I don’t know of any forests that believe themselves to be owned. But then again, most trees are smarter than people.

“What about when people die?” you say.

We still don’t lose them. If anything they pay more attention to what we say. Sure, they don’t say much. But most people prefer to talk anyway.
It’s true.
Everybody loves a good listener. And nobody surpasses the dead when it comes to listening.

And as for Callie being with – someone else. That’s her choice. I can still love her. It doesn’t take that away from me. But he doesn’t understand that.
I bet he says he owns forests too.
Idiot.

I regret things I’ve done. Things that have brought us here, to where we are right now. But that is different. Those are actions. And I did them because I thought they were right. So I only regret them up to a point. The only thing I lost was what might have been if I hadn’t done them. And I don’t know anything about that. I can guess, but I will never know.
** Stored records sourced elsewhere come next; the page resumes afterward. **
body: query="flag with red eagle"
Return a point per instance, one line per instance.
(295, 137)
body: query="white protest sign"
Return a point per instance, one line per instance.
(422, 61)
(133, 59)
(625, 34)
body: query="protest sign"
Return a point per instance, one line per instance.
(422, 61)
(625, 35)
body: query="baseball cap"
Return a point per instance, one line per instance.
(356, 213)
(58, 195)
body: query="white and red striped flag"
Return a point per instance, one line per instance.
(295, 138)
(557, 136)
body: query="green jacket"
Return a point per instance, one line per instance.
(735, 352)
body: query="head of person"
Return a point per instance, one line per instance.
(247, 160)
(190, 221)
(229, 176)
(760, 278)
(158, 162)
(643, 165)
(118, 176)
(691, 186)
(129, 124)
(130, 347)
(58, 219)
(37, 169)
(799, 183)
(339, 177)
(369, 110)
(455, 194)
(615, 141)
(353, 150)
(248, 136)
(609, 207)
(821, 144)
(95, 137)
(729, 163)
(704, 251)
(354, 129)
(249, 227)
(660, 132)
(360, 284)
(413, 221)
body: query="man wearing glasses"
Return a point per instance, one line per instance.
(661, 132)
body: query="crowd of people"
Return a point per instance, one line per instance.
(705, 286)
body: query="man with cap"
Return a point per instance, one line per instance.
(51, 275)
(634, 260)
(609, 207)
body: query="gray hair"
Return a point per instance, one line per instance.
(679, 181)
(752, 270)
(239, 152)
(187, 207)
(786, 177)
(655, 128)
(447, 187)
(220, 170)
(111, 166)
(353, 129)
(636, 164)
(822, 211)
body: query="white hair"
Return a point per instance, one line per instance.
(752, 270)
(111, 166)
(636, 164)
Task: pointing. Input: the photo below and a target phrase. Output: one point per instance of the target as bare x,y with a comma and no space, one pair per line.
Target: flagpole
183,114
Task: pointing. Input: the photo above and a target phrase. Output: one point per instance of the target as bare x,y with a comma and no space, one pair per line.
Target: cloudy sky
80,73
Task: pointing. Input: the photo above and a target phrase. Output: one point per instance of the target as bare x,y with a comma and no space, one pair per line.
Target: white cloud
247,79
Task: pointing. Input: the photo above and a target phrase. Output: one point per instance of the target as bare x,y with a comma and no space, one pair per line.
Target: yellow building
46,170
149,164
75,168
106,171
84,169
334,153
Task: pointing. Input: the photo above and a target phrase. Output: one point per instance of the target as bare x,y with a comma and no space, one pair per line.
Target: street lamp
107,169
So – yeah – I regret losing that coin. It was a good coin. For practicing.


Muse: Clay
Fandom: Passion of Darkly Noon (Misc. Movies)
Count: 475
mute_clay: (Default)
2004-06-19 11:13 am

on the roof

It's quiet. And hot. The power went around noon and it still hasn't come back. The night is warm and humid but as Clay pushes the bag onto the roof and hefts himself after he can see that he was right. No light means that you can see the stars. He's missed them.

He used to pretend they were his friends. He'd talk to them inside his head and they'd listen.

The stars are distant. And indifferent. But they are still beautiful. He gets settled, pulls out a beer from the the bag and rolls a cigarette.

He's a bit achy from having been at work, his mind is full of plans for the kennel David asked him to make, he's got a beer and a smoke and the stars.

The air smells like gasoline and rotten thrash, he can hear car horns honking. And he is alone.